If there were some plan or play book to Condit’s response to all this you’d think he’d have … well, you’d think he’d have a play book. One story that he’d stick with. But each passing day brings some fresh hemorrhage or drift in Condit’s spin or storyline.

First they were just buds; then she was infatuated with him; then … well, maybe there was something going on but hell that don’t have a damn thing to do with it!

And all the while this downhill slide is accompanied by a daily barrage of information from some bizarro world where DC’s Du Pont Circle neighborhood is a hotbed of abductions — where you’re about as likely to get kidnapped as you would be if you were an eco-tourist in the jungles of the Philippines.
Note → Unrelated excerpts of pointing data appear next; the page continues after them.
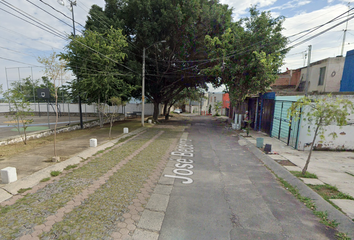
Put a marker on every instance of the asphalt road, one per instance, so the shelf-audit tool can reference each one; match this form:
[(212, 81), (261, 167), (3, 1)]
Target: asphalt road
[(233, 195)]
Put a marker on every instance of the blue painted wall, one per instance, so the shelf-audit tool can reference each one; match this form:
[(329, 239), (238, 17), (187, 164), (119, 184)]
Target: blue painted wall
[(347, 83)]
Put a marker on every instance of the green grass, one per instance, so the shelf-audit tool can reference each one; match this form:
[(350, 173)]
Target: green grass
[(330, 192), (324, 219), (45, 179), (307, 174), (22, 190), (71, 166), (55, 173)]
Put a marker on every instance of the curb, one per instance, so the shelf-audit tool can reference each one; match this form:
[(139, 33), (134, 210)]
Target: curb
[(346, 225)]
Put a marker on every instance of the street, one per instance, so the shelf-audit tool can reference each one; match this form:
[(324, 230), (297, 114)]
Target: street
[(233, 195)]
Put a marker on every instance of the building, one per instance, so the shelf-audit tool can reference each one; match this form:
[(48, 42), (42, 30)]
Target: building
[(347, 83)]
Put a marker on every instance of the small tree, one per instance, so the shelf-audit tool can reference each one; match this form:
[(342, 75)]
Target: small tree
[(56, 72), (217, 107), (20, 111), (319, 113)]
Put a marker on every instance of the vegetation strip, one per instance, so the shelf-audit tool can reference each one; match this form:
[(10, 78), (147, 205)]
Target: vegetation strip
[(142, 198), (106, 210), (46, 198), (76, 201)]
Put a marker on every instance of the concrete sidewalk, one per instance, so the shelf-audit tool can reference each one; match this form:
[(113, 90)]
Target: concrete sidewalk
[(331, 167)]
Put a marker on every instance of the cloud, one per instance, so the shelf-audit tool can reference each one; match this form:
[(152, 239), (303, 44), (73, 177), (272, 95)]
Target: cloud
[(240, 6), (323, 46), (29, 41)]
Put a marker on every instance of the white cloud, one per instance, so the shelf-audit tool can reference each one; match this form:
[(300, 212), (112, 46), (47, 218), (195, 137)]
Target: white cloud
[(20, 36), (323, 46)]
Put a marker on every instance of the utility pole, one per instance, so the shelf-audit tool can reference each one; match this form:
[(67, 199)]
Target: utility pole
[(345, 32), (308, 70), (71, 8), (143, 91)]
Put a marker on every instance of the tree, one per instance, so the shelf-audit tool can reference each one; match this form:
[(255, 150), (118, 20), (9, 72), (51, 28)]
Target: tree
[(20, 111), (319, 113), (56, 72), (96, 59), (247, 56), (170, 67), (115, 101)]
And there’s a lot of other whacky ideas emanating from those ‘close’ to the Condit camp, as they say.

For better or worse, Condit doesn’t seem like a man with a plan. He seems like a real-life version of that pitiful goof William H. Macy played in Fargo, a hapless rube who finds himself in a terrible situation, and whose desparate efforts to break free just drag him further out onto a slip-n-slide of ridiculousness and tragedy.

A while back Tim Noah tried to push a new phrase from The Sopranos: ‘Disrepecting the Bing.’ Disrespecting the Bing basically meant copping to an insignificant offense in order to avoid taking responsibility for, or admitting to, a far graver one.
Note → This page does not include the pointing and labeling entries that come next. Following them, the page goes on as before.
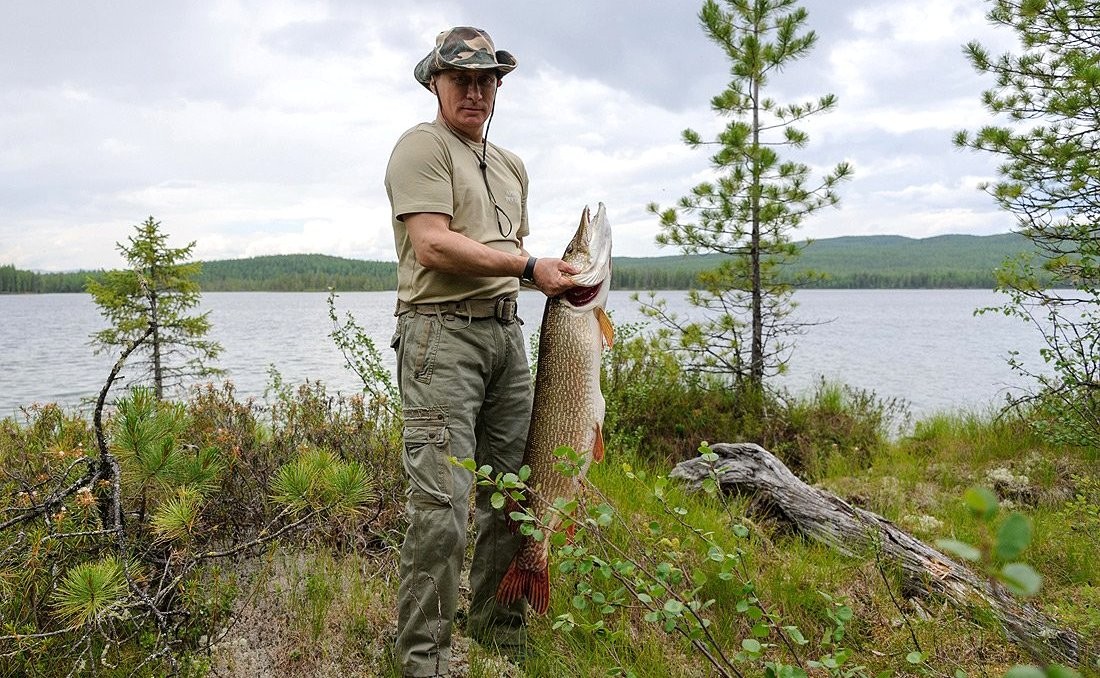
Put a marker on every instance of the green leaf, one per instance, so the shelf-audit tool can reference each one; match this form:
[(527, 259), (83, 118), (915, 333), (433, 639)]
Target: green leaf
[(981, 502), (1021, 579), (1056, 670), (90, 591), (1013, 536), (959, 548)]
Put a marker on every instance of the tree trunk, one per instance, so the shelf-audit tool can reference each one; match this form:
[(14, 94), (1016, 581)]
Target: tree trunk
[(853, 531)]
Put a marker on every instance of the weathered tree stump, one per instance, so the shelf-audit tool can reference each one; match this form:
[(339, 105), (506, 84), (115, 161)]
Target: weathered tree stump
[(826, 517)]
The on-going Condit melodrama puts me in the mind of another apt phrase: looking for the ‘real killers.’ A la OJ, to look for the ‘real killers’ means to toss up cockamamie and transparently moronic diversions in a hopeless effort to draw attention away from your own misdeeds. Robert Blake was ‘looking for the real killers’ before the Chandra-Condit case knocked him out of the headlines.

Probably all Gary Condit is guilty of is an ill-considered affair with an intern, and some very bad luck. But, metaphorically at least, he’s definitely looking for the ‘real killers’.
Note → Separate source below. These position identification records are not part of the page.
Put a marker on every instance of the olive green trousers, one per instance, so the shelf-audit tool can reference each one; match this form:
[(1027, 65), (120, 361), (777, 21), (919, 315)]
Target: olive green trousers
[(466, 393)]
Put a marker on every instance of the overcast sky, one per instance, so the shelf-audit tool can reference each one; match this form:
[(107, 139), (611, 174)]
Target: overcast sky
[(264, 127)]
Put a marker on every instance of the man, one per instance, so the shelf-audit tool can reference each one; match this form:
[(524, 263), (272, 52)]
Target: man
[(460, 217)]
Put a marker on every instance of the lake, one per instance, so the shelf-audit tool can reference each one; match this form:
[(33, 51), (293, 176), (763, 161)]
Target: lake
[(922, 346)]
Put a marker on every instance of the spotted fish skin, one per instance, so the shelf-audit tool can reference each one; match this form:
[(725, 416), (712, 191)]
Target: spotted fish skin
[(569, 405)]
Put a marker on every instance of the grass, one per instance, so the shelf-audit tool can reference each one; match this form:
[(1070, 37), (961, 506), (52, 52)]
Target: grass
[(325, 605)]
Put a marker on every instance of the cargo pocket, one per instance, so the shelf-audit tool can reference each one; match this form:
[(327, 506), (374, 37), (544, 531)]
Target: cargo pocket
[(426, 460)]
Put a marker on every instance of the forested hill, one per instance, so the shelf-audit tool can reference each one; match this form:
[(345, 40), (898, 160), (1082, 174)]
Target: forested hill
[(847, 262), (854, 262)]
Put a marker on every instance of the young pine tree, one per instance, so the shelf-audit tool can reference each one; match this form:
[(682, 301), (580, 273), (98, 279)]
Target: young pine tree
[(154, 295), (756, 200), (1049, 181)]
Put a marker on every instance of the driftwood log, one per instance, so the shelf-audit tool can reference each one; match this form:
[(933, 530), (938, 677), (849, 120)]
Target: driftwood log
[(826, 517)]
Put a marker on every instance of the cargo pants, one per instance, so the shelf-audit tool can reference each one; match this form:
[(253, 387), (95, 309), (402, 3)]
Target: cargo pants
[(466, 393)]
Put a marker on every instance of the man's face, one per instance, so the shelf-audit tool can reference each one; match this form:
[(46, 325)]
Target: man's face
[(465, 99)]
The latest news is that Condit called Levy’s parents over the weekend only to have them refuse to take his call, referring him instead to their newly-hired lawyer. As Condit’s press secretary told ABCNews.com, after seeing the Levy’s broadcast interview, Condit “called to take them up on their request that he talk to them … Condit saw Susan Levy on television and he decided to call her on Saturday morning because he sensed she wanted to reach out to him.” Reach out to him? Please!

Unless I missed something they never asked him to talk to them. They asked him to come clean, address publicly what he knew. The call seems pretty obviously like a stunt (presumably cooked up by Condit’s advisors) to either make the Levy’s look bad by refusing to talk with him or allowing him to sidle up to them in the public mind by having a heart to heart with the family.

P.S. Next up, the Patients’ Bill of Rights. I promise! Really!